Il Superuovo

Quando il consenso sociale è dannoso? Quando contribuisce a diffondere false credenze

Quando il consenso sociale è dannoso? Quando contribuisce a diffondere false credenze

Negli ultimi tempi stiamo assistendo quotidianamente a delle vere e proprie battaglie tra persone che sostengono convinzioni antiscientifiche contro quelle che invece sostengono tesi scientifiche.
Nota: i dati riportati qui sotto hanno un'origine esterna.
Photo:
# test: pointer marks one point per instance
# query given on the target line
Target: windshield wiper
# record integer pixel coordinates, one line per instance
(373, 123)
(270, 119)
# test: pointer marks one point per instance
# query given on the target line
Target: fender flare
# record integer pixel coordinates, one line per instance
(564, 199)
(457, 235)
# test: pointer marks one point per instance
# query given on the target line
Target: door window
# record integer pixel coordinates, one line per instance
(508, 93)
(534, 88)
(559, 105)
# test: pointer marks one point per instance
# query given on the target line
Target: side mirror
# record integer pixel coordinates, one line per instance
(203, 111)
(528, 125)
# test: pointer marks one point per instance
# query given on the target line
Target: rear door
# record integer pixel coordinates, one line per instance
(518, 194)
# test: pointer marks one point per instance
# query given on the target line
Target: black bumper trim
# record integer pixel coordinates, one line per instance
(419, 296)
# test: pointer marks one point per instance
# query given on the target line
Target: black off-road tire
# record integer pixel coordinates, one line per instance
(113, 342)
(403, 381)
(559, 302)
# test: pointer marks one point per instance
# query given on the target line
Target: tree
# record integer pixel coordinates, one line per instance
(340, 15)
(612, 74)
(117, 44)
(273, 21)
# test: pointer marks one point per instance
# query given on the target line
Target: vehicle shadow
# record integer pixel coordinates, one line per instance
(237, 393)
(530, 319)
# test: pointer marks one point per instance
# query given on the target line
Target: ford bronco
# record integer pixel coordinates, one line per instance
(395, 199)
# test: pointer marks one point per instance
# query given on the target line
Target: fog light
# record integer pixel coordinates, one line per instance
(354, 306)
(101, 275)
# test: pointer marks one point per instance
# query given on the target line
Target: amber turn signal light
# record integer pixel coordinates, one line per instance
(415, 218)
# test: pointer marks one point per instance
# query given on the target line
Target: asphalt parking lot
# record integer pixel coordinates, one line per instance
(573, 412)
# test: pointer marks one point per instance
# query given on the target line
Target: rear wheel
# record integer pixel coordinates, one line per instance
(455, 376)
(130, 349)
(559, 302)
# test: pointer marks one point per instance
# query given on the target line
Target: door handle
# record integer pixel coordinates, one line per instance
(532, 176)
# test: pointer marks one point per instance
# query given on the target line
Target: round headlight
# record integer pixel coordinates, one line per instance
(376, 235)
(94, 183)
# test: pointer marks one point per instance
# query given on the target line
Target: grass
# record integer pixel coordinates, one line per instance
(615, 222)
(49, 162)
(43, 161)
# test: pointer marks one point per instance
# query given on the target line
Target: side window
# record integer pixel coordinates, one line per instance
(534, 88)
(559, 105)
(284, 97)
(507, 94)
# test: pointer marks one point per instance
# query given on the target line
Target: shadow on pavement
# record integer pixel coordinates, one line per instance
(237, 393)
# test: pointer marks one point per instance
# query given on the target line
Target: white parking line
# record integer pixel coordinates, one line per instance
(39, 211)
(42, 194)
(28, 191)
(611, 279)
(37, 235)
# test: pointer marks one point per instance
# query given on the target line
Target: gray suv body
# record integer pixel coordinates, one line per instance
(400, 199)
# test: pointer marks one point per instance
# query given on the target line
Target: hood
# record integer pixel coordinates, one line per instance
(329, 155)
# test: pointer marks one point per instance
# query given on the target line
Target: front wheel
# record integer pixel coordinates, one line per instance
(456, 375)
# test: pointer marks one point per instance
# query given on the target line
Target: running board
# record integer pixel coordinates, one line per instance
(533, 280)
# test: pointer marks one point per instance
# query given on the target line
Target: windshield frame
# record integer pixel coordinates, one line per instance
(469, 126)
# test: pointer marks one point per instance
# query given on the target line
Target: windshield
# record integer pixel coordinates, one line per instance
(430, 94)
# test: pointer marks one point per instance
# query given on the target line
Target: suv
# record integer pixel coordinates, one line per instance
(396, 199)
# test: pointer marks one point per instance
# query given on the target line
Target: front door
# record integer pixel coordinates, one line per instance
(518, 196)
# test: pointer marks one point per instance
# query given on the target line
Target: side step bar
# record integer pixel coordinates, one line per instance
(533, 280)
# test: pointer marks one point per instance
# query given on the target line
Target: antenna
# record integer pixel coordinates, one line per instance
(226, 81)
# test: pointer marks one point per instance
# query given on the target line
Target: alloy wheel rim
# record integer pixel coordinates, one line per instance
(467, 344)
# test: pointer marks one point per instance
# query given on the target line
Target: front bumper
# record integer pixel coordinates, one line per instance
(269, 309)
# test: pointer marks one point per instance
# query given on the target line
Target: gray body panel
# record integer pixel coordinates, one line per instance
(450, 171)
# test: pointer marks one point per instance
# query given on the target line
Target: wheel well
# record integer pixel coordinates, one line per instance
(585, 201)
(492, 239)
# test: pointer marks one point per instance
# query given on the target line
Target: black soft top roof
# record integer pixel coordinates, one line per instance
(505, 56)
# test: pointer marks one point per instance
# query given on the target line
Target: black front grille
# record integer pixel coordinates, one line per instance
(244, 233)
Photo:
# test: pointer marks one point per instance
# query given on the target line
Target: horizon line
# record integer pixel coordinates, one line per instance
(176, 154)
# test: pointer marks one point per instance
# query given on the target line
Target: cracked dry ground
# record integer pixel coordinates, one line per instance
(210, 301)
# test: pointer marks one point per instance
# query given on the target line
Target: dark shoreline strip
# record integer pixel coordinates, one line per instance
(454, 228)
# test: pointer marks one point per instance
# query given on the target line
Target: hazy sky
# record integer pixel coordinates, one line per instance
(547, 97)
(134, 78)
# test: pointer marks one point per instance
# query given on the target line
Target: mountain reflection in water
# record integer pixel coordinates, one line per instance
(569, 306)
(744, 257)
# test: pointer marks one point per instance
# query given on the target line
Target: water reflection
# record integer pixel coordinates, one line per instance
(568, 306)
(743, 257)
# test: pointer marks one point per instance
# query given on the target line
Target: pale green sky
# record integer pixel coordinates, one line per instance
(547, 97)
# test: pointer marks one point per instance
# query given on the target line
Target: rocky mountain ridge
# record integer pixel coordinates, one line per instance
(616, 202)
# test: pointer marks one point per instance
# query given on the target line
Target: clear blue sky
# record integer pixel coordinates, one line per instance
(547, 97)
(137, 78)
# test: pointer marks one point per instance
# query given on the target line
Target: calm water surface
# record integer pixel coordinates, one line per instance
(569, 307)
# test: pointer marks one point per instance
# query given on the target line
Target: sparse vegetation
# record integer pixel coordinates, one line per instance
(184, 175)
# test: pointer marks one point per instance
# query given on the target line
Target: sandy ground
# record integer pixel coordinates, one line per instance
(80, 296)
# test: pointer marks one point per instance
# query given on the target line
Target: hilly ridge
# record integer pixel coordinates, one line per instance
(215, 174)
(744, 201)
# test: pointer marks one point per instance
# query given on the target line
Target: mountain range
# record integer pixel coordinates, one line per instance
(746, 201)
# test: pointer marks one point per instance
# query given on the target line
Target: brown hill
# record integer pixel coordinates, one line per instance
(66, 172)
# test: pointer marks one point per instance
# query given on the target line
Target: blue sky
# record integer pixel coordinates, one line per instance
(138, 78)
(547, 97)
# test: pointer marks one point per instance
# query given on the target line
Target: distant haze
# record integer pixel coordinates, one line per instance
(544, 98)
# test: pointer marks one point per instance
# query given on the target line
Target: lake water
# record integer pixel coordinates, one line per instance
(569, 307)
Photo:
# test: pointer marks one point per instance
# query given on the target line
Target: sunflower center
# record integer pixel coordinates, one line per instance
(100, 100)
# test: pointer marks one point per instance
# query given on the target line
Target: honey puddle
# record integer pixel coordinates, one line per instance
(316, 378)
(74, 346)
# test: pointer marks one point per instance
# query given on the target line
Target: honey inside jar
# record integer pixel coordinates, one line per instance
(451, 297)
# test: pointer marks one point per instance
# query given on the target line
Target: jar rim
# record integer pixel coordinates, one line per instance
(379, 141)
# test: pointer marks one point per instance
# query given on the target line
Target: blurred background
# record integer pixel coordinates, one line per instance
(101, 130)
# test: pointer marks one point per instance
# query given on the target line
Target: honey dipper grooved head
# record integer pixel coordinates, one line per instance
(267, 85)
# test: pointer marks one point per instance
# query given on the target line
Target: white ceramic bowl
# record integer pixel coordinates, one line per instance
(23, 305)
Nonostante le tantissime ricerche e gli innumerevoli studi condotti, al giorno d’oggi ci sono ancora persone che ritengono il riscaldamento globale una bufala o che i vaccini causino l’autismo. Molti di noi sanno bene che si tratta di tesi infondate e spesso ci scontriamo (prevalentemente sul web) con queste persone. Quello che forse molti non sanno è il modo in cui si rafforzano e si diffondono queste errate convinzioni. Un recente studio condotto negli Stati Uniti ha dimostrato che questo comportamento è rafforzato dalle conferme che queste persone ricevono da chi le circonda. Gli individui tendono a fondare le loro convinzioni sul consenso sociale ottenuto da chi li circonda, piuttosto che su evidenze scientifiche ed oggettive. Ormai è facilissimo far circolare fake news e fare disinformazione, per questo le “vittime” sono in costante aumento.

 

Le false convinzioni si rafforzano grazie al consenso sociale

Sono tantissimi gli scettici del riscaldamento globale e credono che il ruolo dell’uomo relativo ai cambiamenti climatici sia minimo. Ritengono che i media ingigantiscano i dati che riportano solo per ottenere maggiore visibilità. Questa falsa convinzione si rafforza a causa del continuo frequentare, da parte di queste persone, ambienti impregnati di questa falsa credenza. I contatti, online o di persona, spingono la gente a rinforzare le loro idee perché trovano conferma nel loro ambiente, non capendo però che a sbagliare sono loro e non gli altri.

Il riscaldamento globale è un problema reale.

Per provare il fatto che queste convinzioni errate si autorinforzino grazie al consenso sociale, i ricercatori americani hanno creato un test con un compito ben preciso. Ai 500 partecipanti è stato chiesto di osservare centinaia di figure geometriche e di individuare il “Daxxy“. La parola, così come la forma, sono inventate, quindi nessun partecipante possedeva alcuna informazione in merito alla figura geometrica. Dopo aver svolto il compito, ai partecipanti è stato dato un feedback positivo o negativo ed hanno dovuto dichiarare il grado di certezza delle loro affermazioni.

I risultati parlano chiaro. I partecipanti si basavano solo sugli ultimi 4/5 feedback (positivi) ricevuti per ritenersi informati sul tema in questione e questo bastava per convincerli di avere ragione. Si erano completamente disinteressati di tutti gli altri feedback ricevuti in precedenza e la loro curiosità verso la prova era venuta meno.

 

“I vaccini causano autismo”, “i vaccini fanno male”

I risultati dello studio possono essere applicati anche ad altre situazioni simili, come ad esempio il movimento degli antivaccinisti. Sembra che in questo caso specifico si parli dell’effetto Dunning-Kruger. Si tratta di una distorsione cognitiva molto conosciuta secondo cui gli individui poco esperti di un determinato argomento tendono a non riconoscere la loro ignoranza, sopravvalutando le loro competenze. A complicare il tutto si aggiunge un altro particolare effetto. Quando queste persone sono esposte a prove oggettive che confutano le loro convinzioni, tendono a rafforzarle ancora di più credendo fermamente nelle loro conoscenze e non accettando che magari, in quel caso, hanno torto.

I vaccini non sono tossici né causano l’autismo.

Il motivo di questo comportamento per il momento non è ancora chiaro. Lo studio sopra riportato da solo non basta a spiegare questo fenomeno, per cui si aggiunge alla lunga lista di studi condotti in merito. Luis Martì, primo firmatario della ricerca, ritiene che l’uomo non sia una macchina fatta semplicemente per apprendere. Aggiunge inoltre che le nostre convinzioni soggettive e molto spesso errate saranno sempre presenti e che a volte è veramente difficile metterle da parte.